Nesse sentido, na promoção a general deixou de ser factor essencial a competência profissional, sendo, pelo contrário, primordial a qualidade de obediência ao Poder político. Passaram a ser promovidos pelo Conselho Superior Militar, presidido pelo ministro da Defesa Nacional que, como tem vindo a ser demonstrado nos últimos dias, impõe a sua vontade sem aceitar objecções. Além disso, durante o Governo de Cavaco Silva, foi dado um golpe fatal na coesão das Forças Armadas. Os vencimentos dos oficiais estavam indexados ao vencimento máximo (general), existindo uma proporção fixa. Cavaco, para conquistar a dedicação incondicional dos generais, além da promoção por critérios políticos, separou, para cima, os vencimentos dos generais, criando um fosso entre o coronel e o então brigadeiro,
Estavam, assim criadas condições para as Forças Armadas serem pastoreadas pelo ministro da Defesa, utilizando os generais como cães pastores. Parece um exagero, mas a realidade mostra que não é: na actual crise, o CEMGFA foi à TV repetir religiosamente os argumentos que tínhamos ouvido pouco antes ao ministro. No jornal de 14, ficámos a saber que a Armada, para reduzir a participação na manifestação (que não houve) mandou para exercícios vários navios e 600 fuzileiros, o que equivaleu a custos de muitos milhares de euros, em momento de contenção de despesas.
Os militares, que são considerados cidadãos de segunda, por lhes serem recusados variados direitos, liberdades e garantias comuns aos vulgares cidadãos, não podem ter sindicatos. Essas restrições eram compensadas com aquilo que agora chamam «regalias», que lhes são retiradas, com desrespeito leis vigentes, por partte do Governo. A manifestação foi recusada com base na legislação das restrições de cidadania, o que mostra que há leis de referência e leis que são ignoradas e desrespeitadas pelo Poder. A justificação para não haver sindicato era a de que a hierarquia defendia cabalmente os interesses dos «trabalhadores» militares, mas os factos mostram o contrário. Os casos atrás citados e a ausência de generais a tomarem posição, mesmo que discreta, são uma prova que fala por si. Com o esquema de promoção e de nomeação, essencialmente político, esta apatia e «obediência» ao Poder não é de estranhar, o que vem dar mais valor às atitudes tomadas em momento oportuno pelos generais Loureiro dos santos e Gabriel Teixeira, pelos quais todos os militares devem nutrir muito respeito e consideração.

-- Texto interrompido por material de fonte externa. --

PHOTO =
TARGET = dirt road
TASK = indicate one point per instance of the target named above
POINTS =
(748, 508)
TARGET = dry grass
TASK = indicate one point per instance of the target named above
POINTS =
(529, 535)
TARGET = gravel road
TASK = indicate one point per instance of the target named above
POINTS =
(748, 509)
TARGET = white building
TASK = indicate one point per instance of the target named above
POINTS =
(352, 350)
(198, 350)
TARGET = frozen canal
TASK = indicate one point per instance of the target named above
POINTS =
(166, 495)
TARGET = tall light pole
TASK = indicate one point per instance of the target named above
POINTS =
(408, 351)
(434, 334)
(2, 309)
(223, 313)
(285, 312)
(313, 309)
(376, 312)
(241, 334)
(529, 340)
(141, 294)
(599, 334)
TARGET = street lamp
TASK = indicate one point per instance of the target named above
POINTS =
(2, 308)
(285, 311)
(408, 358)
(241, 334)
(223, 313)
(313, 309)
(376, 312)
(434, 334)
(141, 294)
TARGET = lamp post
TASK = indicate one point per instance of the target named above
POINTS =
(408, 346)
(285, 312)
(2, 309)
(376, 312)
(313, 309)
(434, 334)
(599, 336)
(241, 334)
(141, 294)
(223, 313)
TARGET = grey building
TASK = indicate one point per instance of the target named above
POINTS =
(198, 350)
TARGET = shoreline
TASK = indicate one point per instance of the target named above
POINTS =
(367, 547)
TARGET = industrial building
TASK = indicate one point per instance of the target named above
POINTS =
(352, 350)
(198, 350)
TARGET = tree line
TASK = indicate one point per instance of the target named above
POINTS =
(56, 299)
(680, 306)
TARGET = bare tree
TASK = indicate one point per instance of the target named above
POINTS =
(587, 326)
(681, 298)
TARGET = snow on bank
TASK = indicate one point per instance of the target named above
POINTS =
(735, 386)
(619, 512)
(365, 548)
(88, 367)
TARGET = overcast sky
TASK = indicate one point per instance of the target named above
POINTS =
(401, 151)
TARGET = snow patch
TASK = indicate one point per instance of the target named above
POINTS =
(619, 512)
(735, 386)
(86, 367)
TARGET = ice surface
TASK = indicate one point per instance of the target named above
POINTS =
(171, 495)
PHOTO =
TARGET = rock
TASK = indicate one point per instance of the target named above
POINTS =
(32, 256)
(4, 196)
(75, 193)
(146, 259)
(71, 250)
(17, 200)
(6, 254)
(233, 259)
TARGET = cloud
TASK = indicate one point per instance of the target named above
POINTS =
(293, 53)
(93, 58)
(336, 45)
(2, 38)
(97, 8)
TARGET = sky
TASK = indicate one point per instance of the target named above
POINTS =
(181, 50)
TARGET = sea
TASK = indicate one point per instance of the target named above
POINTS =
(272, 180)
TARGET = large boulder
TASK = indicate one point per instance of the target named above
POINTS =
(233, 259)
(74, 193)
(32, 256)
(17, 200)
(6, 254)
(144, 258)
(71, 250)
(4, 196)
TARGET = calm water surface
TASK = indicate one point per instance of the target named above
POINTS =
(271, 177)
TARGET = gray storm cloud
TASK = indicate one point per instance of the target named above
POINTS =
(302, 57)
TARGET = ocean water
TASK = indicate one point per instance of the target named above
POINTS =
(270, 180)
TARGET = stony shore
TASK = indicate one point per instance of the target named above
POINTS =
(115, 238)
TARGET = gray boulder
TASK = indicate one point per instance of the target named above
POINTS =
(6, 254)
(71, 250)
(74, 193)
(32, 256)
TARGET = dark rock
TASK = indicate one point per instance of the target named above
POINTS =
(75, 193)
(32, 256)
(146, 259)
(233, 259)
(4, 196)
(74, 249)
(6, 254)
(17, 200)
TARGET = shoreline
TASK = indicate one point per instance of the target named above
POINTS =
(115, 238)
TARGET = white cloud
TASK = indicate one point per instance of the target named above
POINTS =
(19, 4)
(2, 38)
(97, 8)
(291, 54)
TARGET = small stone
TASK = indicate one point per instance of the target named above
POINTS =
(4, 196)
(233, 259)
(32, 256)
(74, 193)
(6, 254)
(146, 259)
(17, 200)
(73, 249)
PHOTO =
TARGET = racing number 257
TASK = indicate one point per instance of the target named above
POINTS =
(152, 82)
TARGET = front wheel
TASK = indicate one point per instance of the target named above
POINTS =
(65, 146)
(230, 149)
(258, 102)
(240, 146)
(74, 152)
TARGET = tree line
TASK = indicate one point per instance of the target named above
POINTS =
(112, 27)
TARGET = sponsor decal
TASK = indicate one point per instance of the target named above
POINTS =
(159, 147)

E como os chefes militares defendem os políticos e não os seus homens, estes têm, moralmente, o direito à indignação e a desejarem uma organização sindical que os defenda, como acontece na função pública, nomeadamente nos juizes.
O que resulta disto tudo? Provavelmente, a curto prazo, vai deixar de haver voluntários para uma actividade desprezada e perseguida pelos políticos, que se regozijam ao citar a lei que lhes retira os direitos comuns a qualquer cidadão e os trata como ovelhas de um rebanho que apenas tem que obedecer sem poder indignar-se e reclamar. Assim, a actividade militar está em vias de extinção. Os coveiros já estão em actividade.